Spring injection (with the usage of sdmx-registry-client-gcube facility) can be set using this beans configuration file:

<?xml version="1.0" encoding="UTF-8"?>
<beans xmlns="http://www.springframework.org/schema/beans"
	xmlns:xsi="http://www.w3.org/2001/XMLSchema-instance" xmlns:p="http://www.springframework.org/schema/p"
	xmlns:aop="http://www.springframework.org/schema/aop" xmlns:context="http://www.springframework.org/schema/context"
	xmlns:jee="http://www.springframework.org/schema/jee" xmlns:tx="http://www.springframework.org/schema/tx"
	xsi:schemaLocation="
			http://www.springframework.org/schema/aop http://www.springframework.org/schema/aop/spring-aop-3.0.xsd
			http://www.springframework.org/schema/beans http://www.springframework.org/schema/beans/spring-beans-3.0.xsd
			http://www.springframework.org/schema/context http://www.springframework.org/schema/context/spring-context-3.0.xsd
			http://www.springframework.org/schema/jee http://www.springframework.org/schema/jee/spring-jee-3.0.xsd
			http://www.springframework.org/schema/tx http://www.springframework.org/schema/tx/spring-tx-3.0.xsd">

	<context:spring-configured />
	<context:annotation-config />

	<context:component-scan base-package="org.sdmxsource" />

	<bean id="registryDescriptor"
		class="org.gcube.datapublishing.sdmx.impl.model.GCubeSDMXRegistryDescriptor" />
	<bean id="datasourceDescriptor"
		class="org.gcube.datapublishing.sdmx.impl.model.GCubeSDMXDatasourceDescriptorIS" />

	<bean id="registryClient"
		class="org.gcube.datapublishing.sdmx.impl.registry.FusionRegistryClient">
		<constructor-arg name="interfaceType" value="RESTV2_1" />
	</bean>

	<bean id="datasourceClient"
		class="org.gcube.datapublishing.sdmx.impl.datasource.GCubeSDMXDatasourceClientImpl" />

	<bean id="publisherClient"
		class="org.gcube.datapublishing.sdmx.impl.publisher.GCubeSDMXPublisherImpl" />

</beans>

As you can see, both registry and datasource clients are injected with descriptors that retrieve service endpoints from the IS.

An instance of SDMXPublisher can be obtained with:

ApplicationContext context = new ClassPathXmlApplicationContext("applicationContext.xml");
publisher = context.getBean(GCubeSDMXPublisher.class);

Important: remember to set the right scope using ScopeProvider facilities.

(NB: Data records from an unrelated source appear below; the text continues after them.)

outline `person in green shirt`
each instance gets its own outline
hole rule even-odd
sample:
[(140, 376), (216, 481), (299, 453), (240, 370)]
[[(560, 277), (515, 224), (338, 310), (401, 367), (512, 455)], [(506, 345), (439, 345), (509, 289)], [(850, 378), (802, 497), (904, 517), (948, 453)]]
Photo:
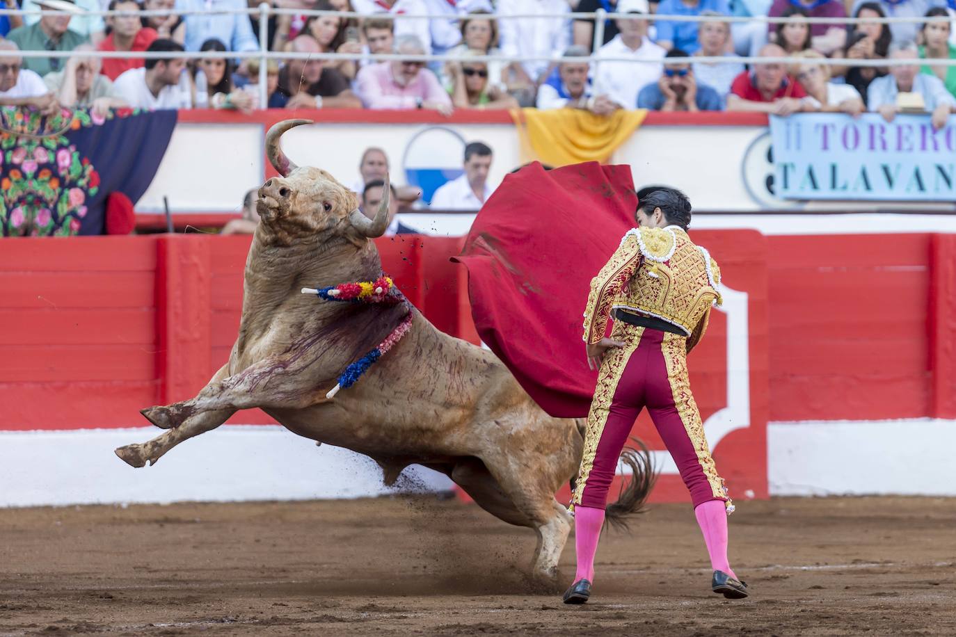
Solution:
[(484, 54), (481, 51), (469, 50), (462, 54), (461, 61), (451, 61), (445, 66), (451, 81), (447, 90), (455, 108), (517, 108), (518, 101), (514, 97), (497, 86), (489, 85), (488, 64), (469, 59)]
[[(66, 11), (78, 12), (71, 0), (40, 0), (40, 9), (45, 11)], [(73, 51), (86, 38), (70, 31), (70, 14), (44, 15), (40, 21), (14, 29), (7, 34), (7, 39), (15, 42), (21, 51)], [(59, 71), (66, 66), (64, 57), (24, 57), (23, 68), (45, 75), (52, 71)]]
[[(948, 18), (949, 13), (943, 7), (934, 7), (926, 11), (925, 17)], [(945, 22), (923, 22), (923, 29), (920, 32), (923, 33), (923, 45), (920, 47), (920, 57), (927, 61), (956, 58), (956, 47), (949, 44), (950, 29), (948, 19)], [(927, 75), (936, 75), (946, 85), (946, 91), (956, 96), (956, 66), (923, 64), (920, 67), (920, 73), (924, 73)]]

Example:

ScopeProvider.instance.set("/gcube/devsec");

Usage

sdmx-publisher allows a client to easily estabilish sdmx data exchange based on available timeseries data.

The operations to be done and their relative order are summarized in the folowing list:

  1. Publish a top level agency providing the Structural Metadata
  2. Publish one or more codelists
  3. Publish one or more concept schemes
  4. Publish a datastructure definition, describing the data structure for the dataset which is going to be provided
  5. Publish a dataflow, identifying a dataset instance and the datastructure definition that is going to be used
  6. Publish a Data Provider Scheme containing information about the data provider providing the data
  7. Publish a Provision Agreement which tells which Provider is going to participate for the dataflow
  8. Publish a Registration. This operation instructs both the datasource and the registry about the availability of data.

A full example where a client estabilishes a sdmx data exchange can be found in the sources package of sdmx-package (tests). Check Nexus for the latest version of the artifact.